I’ll try to clarify the output a bit and tag @ivirshup here.

sc.pp.neighbors produces two main results, which it indeed stores in the ad.obsp:

  1. A distance matrix in adata.obsp['distances']. This matrix has shape (n_obs, n_obs): for each observation, only n_neighbors-1entries will be non-zero. The nearest neighbor of an observation, itself with distance 0, is discarded, hence the -1. It is probably what you have been thinking of in your description.

  2. A connectivity graph in adata.obsp['connectivity']. This graph has shape (n_obs, flexible), where the flexible number of connections for each observation are determined during the UMAP algorithm.

Hence if you’re interested in the distance matrix, adata.obsp['distances'] would be what you’re looking for! Coming back to your code example, here the test should be a pass:

# Import packages

import scanpy as sc
import anndata as ad
import numpy as np

# set random seed
np.random.seed(42)

# create dummy data
adata = ad.AnnData(shape=(1000,1))
adata.obsm['rep'] = np.random.random(size = (1000,2))

# get spatial connectivities
k = 10
sc.pp.neighbors(adata, n_neighbors=k, use_rep = 'rep', knn = True)

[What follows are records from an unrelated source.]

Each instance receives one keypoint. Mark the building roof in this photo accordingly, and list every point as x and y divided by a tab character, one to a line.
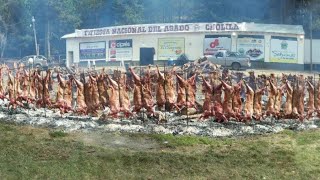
187	28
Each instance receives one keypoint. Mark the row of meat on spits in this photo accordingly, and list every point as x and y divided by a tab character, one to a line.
223	98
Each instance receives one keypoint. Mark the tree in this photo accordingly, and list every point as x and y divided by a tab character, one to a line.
127	12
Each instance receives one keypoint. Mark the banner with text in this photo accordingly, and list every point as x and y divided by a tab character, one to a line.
92	51
120	50
252	47
284	50
161	28
170	48
212	45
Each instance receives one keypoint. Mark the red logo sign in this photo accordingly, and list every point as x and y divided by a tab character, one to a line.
215	43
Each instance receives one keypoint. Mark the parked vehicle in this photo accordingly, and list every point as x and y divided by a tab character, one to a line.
230	59
35	61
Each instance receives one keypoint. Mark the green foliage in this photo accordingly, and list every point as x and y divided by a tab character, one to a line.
28	153
58	134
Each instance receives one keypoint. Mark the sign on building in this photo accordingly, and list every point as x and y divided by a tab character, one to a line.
120	50
170	48
284	50
92	51
252	46
213	43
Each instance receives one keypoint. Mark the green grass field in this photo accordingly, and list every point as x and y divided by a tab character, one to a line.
31	153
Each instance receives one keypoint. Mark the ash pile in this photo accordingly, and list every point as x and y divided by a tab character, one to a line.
205	102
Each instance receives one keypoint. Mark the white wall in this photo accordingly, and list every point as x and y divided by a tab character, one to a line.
315	51
193	44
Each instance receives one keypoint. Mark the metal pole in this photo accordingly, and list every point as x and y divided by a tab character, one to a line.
35	35
311	63
141	89
165	92
186	91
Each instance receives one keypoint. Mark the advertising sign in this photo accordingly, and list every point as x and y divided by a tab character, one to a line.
162	28
212	45
170	48
252	47
92	51
120	50
284	50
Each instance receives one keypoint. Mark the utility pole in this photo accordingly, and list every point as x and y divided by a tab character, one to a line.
311	63
35	36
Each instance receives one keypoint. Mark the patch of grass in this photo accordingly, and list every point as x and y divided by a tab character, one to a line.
309	137
177	141
25	155
57	134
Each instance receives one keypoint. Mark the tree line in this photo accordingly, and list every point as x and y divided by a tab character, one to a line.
54	18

# get and count connectivities for each cell
gr = adata.obsp['distances']
nn = (np.array(gr.todense()) > 0).sum(axis=1).flatten()

# check if neighbors are equal to k-1
np.testing.assert_equal(nn, k-1)

Might actually try to clarify this in documentation, small PR addressing this will follow soon.

How does that sound to you? Please persist if you think I miss the point!

That being said, I think that the computation of the distance matrix and the connectivity graph are both correct.

eroell commented 1 year ago

At the moment I believe this might be more of a documentation issue rather than a bug so I changed the label - if you'd have a follow-up or related issue kindly let me know :)

eroell commented 1 year ago

We will close the issue for now, hopefully this has been addressed helpfully :)

However, please don't hesitate to reopen this issue or create a new one if you have any more questions or run into any related problems in the future.

Thanks for being a part of our community! :)

almaan commented 1 year ago

Hej,

first of all, sorry for a slow reply. Thank you @eroell for the explanation, that fully makes sense - but as you're saying, perhaps a clarification in the documentation would make sense. I wasn't the only one in my team confused by this.

Thank you for maintaining this package and all the great work you guys are doing!

eroell commented 1 year ago

Hi,

thanks a lot for the follow-up here! Happy to hear the explanation made sense - Hopefully the change in the doc adds some clarification from the start.

Thanks for being a part of this community!